Annie Shull is quick to admit that she is not from a wine family and didn't care much for the stuff herself as a young adult. So how did the Twin Cities native end up co-owning a winery in Oregon, much less tasting through as many as 50 barrels in a day?
By coming home, at least in a figurative sense.
Shull (then Christensen) grew up in the almost impossibly quaint little pocket of St. Paul called St. Anthony Park. Mayor George Latimer used to drive her to preschool. But after attending Murray Junior High, Como Park High School and the University of Minnesota, she went coastal, to Massachusetts for college and then to Northern California for high-tech work.
Then and there, her wanderlust morphed into "a yearning for a place that felt like home," she said.
"When I visited Oregon on business trips, everyone was friendly, people said hello and asked -- genuinely wanting to know -- how are you? I found this very much like Minnesota."

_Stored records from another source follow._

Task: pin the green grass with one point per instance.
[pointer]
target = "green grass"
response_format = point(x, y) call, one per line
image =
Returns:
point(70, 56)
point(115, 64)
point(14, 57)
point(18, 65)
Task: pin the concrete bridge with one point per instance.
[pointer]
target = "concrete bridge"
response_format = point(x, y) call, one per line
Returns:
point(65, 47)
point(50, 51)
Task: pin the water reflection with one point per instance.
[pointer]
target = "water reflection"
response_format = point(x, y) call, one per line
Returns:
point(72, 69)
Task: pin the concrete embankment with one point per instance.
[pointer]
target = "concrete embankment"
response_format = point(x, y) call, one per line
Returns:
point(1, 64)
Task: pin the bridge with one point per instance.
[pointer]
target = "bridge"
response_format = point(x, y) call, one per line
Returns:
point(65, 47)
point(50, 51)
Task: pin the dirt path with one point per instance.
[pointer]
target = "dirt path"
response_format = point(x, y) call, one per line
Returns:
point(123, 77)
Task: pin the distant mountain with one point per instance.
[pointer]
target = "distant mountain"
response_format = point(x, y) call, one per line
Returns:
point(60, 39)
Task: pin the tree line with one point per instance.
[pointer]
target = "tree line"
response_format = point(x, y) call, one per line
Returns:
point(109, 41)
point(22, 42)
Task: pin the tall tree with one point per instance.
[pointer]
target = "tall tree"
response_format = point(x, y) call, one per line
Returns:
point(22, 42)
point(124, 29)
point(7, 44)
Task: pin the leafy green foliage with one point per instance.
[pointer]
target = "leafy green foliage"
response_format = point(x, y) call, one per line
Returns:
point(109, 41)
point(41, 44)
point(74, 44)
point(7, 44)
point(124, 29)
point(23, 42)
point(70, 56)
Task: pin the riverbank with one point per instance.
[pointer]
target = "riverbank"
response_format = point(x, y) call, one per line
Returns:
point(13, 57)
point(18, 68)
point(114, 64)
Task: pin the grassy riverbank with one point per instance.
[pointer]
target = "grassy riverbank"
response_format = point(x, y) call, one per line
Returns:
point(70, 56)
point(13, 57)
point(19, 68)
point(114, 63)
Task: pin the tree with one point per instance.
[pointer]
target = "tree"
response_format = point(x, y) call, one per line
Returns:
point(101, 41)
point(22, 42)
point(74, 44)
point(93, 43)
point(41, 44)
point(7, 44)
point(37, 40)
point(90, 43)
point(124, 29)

So she moved there and, while working at Sequent, fell in love with a fellow employee. Turned out that Scott Shull had winemaking aspirations, and he spent a long lunch in the office cafeteria delineating for Annie "all the government agencies he had just garnered approval from to transform Raptor Ridge from amateur winemaking to a fully licensed commercial winemaking venture."
Not what you'd call the most romantic rendezvous, but soon both a marriage and a winery emerged in the Chehalem Mountains, about 20 miles southwest of Portland.
Annie, a tall, dark-haired, handsome woman, did some organic gardening and beekeeping on the property, selling Raptor Ridge honey and helping with the winemaking in a converted barn. She kept her high-tech job until 2000, when the winery had grown to a 1,000-case-per-year output and needed a sales and marketing wiz such as herself.